В этом судебном деле поражает на первый взгляд обилие случайностей: Кириллов и Туманов случайно оказываются в одном объединении, даже в одном рабочем помещении; Рогожин случайно подсаживается на бульваре к незнакомому ему ранее Туманову; а Туманов потом, в кафе, вечером — тоже случай! — узнает симпатичного незнакомца, и они устраиваются за одним столиком, чтобы уже не расставаться… И наконец, именно тогда Рогожину особенно нужны были деньги, чтобы вернуть долг одной любимой женщине.
Случайностей в этой истории столько, что в единстве они создают впечатление чего-то глубоко не случайного. Все эти случайности объединены, сосредоточены будто бы мощным магнитным полем. Какая-то сила сцепила их так, что не расцепить.
Это сила Ее Величества коллекции.
«…Фарфоровая фигура амура в нищенском одеянии; часы поющие, без циферблата и маятника; суповая ложка, серебро; вольтеровское кресло начала XIX века; 83 фигурки из фарфора, имеющие музейную ценность; лампа настольная белого металла на овальной подставке из красного мрамора; около двухсот изделий из хрусталя, стекла, фаянса, имеющие музейную ценность; портрет генерала неизвестного французского художника начала XIX века; ФАРФОРОВАЯ ФИГУРА: МАЛЬЧИК, ИГРАЮЩИЙ СО ЛЬВОМ…»
Вещи. Море вещей.
Вещи? Море вещей? Но ведь это картины, поющие часы, скрипки! В той нормальной нравственно-содержательной жизни, которая шла за стенами кирилловского дома, они только вещами стать не могли, они ими стали именно в этих стенах.
Когда к людям относишься как к вещам, обращается в вещи и лучшее, что создано людьми. Кириллов создавал вещный мир. Он создавал его с аскетическим обожанием для себя одного. Но, по логике вещей, мир этот, став избыточным, ожидал его сына, Туманова и Рогожина.
Вещизм-аскеза переходит в вещизм-вакханалию…
Вещизм и цинизм, объединившись, становятся убийственной силой, они становятся силой, обладающей убойной мощью, несравненно большей, чем нужно для физического уничтожения двух человек.
Вещизм, помноженный на цинизм, убивает.
В повседневной жизни мы этого не видим и об этом не думаем, ибо редко сталкиваемся с замечательными частными коллекциями и жестокими убийствами: вещизм и цинизм в их нетрагическом, будничном выражении кажутся если не невинными, то не убийственно опасными. А они опасны именно убийственно, ибо будничное переходит в трагическое тончайше, еле уловимо (как детство в старость), и поздно-поздно думать об этом в ту минуту, когда из ванной, как из пещеры, выбегает с дубиной первобытно жестокое, даже в шкуру необлачившееся, адски жаждущее комфорта существо…
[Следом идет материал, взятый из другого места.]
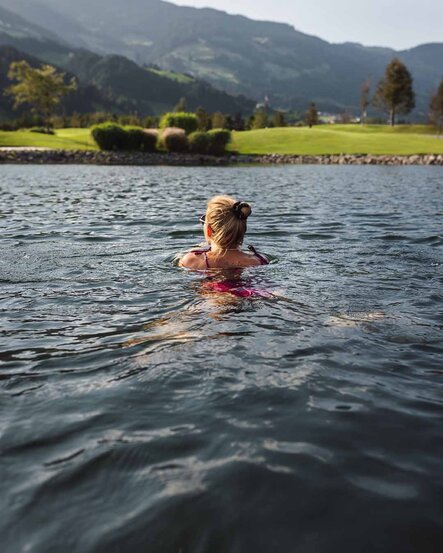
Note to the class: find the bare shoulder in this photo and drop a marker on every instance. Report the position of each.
(190, 261)
(250, 260)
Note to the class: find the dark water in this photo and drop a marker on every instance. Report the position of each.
(142, 413)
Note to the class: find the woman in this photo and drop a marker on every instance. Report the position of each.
(224, 227)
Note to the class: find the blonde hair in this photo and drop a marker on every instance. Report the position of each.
(227, 219)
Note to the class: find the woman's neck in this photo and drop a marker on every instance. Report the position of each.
(220, 251)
…В зале сидела мать Туманова, ничего не понимающая в фантасмагориях и мало читавшая в жизни, потому что жизнь у нее была тяжкой — она поднимала сына одна и понимала сейчас одно: его уведут на бесконечный ряд лет, оставив ей лишь рукописи, с которыми она вернется в тот двор, где он играл мальчиком.
В зале сидела и мать Рогожина. Она, солдатская вдова, тоже детей одна поднимала, и подняла троих, и дала троим высшее образование.
Лишь у Кириллова не было в зале родной души. Жена от него отвернулась, отреклась.
Я видел Кириллова после суда… О матери он говорил: «Она была имманентно красива». О Нем: «Он был дурным человеком». И повторил: «Дурным человеком, дурным…» Я ответил, что, по-моему, человеческая жизнь обладает бесконечной ценностью, и, если мы решим, что нас уполномочили отделять для убийственного суда «дурных» от «хороших», мир станет пустыней в обозримом будущем. «Ценностью?.. — переспросил он. — И моя?..» — «И ваша».
Потом он рассказал мне о детстве и о старости. В конце рассказа улыбнулся недоумевая: «Поверите, я ведь никогда не был в зоопарке…» Помолчал, все больше старея: «Я тут иногда вижу сны…» Но его уже уводили. Он уходил, обреченно закинув за спину руки, в последнем земном полосатом одеянии, под конвоем, кажущимся чересчур усиленным рядом с его старчески иссохшей, почти бестелесной фигурой, — истаял в сумраке тюремного коридора.